Registration

The ZBW Coffee Lecture on Open Science Education is a series of online presentations that showcase examples how to weave the principles, methods, and tools of Open Science into university education. Our Coffee Lectures are tailored specifically for those in the fields of economics and management, though we welcome contributions neighboring disciplines.

Tuesday, 8th September 2026, 14:00 - 15:00 CEST

Replication Games: Advancing Reproducibility with Open and Restricted Access Data


Reproducibility is often taught as a set of principles: share data, document code, pre-specify analyses, and make results transparent. Replication Games turn these principles into practice. In these hackathon-style events, researchers work in small teams to reproduce and stress-test published studies, learning not only whether results can be recreated, but also how empirical claims depend on documentation, coding choices, and analytical judgment.
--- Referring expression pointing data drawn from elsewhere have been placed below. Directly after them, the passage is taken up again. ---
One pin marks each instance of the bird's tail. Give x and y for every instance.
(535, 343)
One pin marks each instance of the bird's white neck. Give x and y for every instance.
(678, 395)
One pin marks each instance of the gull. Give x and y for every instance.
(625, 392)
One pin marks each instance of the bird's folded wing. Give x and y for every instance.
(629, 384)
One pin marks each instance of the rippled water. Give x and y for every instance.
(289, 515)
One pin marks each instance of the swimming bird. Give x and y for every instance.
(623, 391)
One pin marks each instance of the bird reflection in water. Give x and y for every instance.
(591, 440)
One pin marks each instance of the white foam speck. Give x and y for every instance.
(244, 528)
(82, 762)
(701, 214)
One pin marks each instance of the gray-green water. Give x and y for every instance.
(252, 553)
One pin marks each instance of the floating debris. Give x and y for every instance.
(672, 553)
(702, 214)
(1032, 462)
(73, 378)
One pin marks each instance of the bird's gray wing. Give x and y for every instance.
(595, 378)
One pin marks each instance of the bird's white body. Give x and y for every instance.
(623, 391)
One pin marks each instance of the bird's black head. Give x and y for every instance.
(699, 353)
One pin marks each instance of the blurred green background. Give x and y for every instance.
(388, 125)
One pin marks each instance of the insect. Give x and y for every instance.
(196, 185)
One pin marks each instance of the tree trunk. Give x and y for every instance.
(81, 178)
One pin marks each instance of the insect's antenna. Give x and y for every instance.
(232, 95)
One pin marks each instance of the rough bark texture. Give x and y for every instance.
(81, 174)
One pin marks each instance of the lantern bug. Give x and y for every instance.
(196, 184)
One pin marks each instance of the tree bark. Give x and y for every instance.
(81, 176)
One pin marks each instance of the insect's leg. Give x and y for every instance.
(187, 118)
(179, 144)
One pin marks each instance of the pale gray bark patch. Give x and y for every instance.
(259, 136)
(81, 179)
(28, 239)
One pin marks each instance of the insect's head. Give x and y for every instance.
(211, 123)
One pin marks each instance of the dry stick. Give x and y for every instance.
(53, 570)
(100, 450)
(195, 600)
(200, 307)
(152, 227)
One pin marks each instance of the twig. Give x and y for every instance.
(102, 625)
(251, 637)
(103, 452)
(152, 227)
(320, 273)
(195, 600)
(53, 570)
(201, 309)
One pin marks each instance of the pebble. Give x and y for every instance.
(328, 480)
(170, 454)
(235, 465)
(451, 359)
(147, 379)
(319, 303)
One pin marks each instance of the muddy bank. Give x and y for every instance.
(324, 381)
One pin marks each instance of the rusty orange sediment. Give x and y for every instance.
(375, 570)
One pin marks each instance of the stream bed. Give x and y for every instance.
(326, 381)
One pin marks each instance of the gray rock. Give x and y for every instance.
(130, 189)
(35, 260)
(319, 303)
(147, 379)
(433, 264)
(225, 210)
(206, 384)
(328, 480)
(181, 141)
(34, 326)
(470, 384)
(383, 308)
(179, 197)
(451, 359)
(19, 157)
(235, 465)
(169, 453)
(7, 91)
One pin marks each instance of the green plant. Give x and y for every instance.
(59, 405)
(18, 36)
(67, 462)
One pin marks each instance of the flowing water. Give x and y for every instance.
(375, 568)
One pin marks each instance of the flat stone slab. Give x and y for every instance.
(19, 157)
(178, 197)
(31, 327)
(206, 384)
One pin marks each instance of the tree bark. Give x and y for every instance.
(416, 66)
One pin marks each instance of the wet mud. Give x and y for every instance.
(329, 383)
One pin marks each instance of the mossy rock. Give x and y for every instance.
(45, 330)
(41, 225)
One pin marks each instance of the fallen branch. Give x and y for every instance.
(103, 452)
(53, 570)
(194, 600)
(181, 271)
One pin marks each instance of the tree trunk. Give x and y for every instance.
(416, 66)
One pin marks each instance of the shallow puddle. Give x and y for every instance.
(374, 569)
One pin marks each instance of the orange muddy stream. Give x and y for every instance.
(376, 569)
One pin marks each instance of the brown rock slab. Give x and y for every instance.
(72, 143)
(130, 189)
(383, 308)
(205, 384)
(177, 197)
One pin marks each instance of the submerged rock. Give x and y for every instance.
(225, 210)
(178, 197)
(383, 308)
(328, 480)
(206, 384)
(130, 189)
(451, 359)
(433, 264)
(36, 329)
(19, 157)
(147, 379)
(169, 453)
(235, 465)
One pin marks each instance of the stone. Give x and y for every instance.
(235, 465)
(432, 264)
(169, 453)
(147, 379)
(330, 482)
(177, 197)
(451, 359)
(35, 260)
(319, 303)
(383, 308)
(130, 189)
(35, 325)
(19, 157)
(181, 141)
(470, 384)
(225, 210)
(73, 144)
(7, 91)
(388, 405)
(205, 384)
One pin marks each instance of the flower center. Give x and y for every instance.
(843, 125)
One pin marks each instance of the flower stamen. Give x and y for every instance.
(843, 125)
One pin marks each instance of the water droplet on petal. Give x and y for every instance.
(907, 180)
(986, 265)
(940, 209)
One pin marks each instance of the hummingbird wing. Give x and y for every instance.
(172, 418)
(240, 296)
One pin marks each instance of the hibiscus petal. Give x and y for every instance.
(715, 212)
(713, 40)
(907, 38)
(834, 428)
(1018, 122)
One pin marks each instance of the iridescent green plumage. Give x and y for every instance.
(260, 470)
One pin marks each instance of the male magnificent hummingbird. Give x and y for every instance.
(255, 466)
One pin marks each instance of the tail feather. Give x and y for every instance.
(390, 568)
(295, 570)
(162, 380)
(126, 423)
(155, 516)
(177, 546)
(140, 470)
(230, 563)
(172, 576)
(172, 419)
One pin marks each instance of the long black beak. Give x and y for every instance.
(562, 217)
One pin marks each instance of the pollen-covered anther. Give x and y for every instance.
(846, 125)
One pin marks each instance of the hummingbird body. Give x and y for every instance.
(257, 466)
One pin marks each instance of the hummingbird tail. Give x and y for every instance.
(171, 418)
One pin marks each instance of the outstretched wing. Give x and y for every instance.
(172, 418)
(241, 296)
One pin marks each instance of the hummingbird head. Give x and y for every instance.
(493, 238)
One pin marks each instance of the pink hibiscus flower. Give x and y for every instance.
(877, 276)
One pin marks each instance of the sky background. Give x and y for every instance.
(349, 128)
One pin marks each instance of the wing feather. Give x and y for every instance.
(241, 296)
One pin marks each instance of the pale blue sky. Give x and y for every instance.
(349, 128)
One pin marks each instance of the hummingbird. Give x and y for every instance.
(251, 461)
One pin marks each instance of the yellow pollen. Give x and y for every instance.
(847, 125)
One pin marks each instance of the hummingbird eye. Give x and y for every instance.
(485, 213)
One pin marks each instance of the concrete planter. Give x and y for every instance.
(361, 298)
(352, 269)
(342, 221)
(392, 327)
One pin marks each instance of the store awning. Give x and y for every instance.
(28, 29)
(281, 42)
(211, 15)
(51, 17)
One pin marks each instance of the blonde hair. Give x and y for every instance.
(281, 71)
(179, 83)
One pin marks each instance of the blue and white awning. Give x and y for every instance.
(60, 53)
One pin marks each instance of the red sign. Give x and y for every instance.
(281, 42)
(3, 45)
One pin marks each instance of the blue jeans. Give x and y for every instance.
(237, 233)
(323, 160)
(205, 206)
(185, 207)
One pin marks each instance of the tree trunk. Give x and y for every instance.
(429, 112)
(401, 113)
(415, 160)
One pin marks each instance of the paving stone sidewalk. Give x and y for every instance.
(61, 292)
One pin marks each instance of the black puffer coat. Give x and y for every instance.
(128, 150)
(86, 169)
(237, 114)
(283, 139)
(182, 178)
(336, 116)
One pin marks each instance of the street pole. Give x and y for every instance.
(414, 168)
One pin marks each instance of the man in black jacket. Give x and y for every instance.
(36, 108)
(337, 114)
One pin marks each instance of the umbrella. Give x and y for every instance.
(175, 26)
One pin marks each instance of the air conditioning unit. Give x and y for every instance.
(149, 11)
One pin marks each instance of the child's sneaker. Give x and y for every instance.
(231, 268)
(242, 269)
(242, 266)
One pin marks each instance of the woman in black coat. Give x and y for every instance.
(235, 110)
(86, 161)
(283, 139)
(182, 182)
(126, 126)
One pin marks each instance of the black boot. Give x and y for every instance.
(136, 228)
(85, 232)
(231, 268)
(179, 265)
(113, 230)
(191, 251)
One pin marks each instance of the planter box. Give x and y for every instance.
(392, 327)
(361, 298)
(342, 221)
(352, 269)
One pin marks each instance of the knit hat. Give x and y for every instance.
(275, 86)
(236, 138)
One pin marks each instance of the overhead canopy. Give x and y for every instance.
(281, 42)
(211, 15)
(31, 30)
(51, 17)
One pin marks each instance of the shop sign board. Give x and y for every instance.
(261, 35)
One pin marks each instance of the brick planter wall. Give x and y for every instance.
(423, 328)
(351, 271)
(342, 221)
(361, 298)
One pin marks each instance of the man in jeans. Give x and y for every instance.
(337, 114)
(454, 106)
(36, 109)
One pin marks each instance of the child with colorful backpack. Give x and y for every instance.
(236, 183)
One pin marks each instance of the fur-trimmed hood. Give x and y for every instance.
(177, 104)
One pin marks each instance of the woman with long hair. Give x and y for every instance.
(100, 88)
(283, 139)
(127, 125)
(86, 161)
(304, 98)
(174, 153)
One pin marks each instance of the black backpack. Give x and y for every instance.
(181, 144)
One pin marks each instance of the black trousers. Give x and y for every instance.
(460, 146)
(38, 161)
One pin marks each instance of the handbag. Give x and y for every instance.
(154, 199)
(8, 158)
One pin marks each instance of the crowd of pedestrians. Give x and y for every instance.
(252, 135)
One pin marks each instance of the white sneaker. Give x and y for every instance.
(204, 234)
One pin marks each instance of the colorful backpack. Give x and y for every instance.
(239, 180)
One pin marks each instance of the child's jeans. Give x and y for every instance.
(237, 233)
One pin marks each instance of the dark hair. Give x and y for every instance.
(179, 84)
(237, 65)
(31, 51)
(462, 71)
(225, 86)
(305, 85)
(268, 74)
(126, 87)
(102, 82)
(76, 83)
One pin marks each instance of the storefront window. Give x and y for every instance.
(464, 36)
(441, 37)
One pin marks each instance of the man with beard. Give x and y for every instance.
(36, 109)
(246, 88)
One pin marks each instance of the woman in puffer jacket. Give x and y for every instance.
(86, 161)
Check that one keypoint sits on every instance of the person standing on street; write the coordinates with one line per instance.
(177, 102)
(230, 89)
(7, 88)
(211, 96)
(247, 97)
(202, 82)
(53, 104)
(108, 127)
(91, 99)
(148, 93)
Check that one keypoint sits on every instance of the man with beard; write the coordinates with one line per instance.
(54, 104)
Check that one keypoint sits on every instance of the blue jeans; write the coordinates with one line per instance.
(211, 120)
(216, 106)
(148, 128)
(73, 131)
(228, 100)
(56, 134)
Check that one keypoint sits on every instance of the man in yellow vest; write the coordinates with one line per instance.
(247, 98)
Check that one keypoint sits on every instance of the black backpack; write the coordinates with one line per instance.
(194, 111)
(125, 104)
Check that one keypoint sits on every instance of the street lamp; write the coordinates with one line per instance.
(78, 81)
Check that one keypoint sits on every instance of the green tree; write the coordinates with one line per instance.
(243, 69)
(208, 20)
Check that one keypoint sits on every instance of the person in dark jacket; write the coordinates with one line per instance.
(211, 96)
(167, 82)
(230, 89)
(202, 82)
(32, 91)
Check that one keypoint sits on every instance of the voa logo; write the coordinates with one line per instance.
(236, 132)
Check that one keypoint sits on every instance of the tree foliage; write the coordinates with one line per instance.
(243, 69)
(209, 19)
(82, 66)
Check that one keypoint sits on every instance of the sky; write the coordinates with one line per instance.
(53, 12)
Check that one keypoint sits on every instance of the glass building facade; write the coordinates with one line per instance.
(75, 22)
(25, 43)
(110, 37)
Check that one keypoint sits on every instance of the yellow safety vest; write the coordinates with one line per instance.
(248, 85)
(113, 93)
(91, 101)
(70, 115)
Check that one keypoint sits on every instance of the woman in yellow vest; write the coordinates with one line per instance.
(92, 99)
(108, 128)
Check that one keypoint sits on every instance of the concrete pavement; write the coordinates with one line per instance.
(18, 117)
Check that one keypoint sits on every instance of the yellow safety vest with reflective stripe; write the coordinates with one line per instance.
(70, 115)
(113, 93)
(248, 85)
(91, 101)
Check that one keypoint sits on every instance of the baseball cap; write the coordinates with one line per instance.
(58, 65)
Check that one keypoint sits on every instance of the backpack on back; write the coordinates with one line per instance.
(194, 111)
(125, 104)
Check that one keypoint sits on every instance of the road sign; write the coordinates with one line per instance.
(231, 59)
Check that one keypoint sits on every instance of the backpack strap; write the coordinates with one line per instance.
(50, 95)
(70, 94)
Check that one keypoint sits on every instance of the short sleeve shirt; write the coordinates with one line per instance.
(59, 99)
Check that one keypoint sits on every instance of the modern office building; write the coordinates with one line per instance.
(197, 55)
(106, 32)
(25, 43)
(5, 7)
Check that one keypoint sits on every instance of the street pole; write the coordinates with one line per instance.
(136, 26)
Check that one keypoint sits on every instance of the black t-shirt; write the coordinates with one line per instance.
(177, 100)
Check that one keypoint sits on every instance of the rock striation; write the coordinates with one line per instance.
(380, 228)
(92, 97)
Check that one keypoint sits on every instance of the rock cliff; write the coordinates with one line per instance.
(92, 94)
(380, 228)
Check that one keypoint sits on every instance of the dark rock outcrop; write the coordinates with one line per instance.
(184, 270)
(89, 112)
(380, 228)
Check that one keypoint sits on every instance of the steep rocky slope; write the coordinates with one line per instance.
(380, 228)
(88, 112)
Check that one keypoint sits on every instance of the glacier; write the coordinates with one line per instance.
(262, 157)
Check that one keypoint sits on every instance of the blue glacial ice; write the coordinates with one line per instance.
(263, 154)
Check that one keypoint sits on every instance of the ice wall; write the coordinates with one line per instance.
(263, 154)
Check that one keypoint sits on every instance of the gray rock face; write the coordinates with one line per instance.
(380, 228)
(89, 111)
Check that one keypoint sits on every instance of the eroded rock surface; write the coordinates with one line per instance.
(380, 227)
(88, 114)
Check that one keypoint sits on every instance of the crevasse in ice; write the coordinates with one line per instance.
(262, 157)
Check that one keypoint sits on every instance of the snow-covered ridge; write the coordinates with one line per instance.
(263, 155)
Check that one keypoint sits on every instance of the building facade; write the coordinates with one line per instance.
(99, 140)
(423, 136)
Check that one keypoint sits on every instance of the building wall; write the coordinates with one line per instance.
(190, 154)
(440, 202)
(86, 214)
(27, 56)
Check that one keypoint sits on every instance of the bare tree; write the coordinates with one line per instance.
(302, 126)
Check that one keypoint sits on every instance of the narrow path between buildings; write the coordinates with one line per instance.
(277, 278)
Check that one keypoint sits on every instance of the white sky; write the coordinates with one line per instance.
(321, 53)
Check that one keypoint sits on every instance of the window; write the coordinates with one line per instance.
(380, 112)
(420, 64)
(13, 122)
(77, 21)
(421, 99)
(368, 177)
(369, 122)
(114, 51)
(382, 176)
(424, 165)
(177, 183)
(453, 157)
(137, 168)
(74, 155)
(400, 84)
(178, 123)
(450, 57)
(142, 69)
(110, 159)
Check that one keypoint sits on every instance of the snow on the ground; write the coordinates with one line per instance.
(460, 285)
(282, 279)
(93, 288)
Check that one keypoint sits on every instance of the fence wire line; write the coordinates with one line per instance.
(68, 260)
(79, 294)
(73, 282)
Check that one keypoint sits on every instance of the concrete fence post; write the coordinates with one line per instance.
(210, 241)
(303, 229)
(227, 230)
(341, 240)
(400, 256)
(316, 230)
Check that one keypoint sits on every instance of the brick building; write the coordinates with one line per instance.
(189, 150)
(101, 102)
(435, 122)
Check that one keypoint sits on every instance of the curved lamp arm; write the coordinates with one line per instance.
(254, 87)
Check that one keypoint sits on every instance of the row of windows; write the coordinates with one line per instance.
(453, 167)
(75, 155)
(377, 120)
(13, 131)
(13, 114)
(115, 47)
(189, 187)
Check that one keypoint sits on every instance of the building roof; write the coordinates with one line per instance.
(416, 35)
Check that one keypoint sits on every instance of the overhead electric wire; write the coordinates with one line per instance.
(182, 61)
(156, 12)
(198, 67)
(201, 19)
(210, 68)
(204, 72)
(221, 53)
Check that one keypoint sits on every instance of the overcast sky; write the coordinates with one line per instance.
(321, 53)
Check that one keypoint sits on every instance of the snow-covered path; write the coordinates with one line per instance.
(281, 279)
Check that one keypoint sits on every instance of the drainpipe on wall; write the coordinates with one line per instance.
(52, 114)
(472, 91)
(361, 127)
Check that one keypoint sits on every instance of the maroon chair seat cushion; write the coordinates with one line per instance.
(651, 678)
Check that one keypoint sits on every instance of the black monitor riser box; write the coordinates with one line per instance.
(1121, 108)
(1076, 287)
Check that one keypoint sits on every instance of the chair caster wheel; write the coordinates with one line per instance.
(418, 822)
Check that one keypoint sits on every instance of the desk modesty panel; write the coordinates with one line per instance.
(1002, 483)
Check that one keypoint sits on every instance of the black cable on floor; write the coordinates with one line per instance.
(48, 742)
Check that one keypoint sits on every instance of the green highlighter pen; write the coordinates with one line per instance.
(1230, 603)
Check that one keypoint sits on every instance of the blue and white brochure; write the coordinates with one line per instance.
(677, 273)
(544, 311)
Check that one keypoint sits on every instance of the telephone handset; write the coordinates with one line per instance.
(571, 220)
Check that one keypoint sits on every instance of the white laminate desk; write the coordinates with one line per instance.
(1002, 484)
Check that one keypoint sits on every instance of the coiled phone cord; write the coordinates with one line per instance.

At the Institute for Replication, these events have become a scalable model for combining training, community-building, and cumulative science: teams develop practical skills while contributing structured evidence on the reproducibility and robustness of the literature. In this talk, I will discuss Replication Games as both pedagogy and research infrastructure. I will also reflect on our recent CBS Replication Games in the Netherlands, where researchers attempted reproductions using restricted-access Dutch administrative microdata in a secure environment. That experience highlights a central frontier for reproducible science: how to make independent verification possible when the most policy-relevant data cannot be openly shared.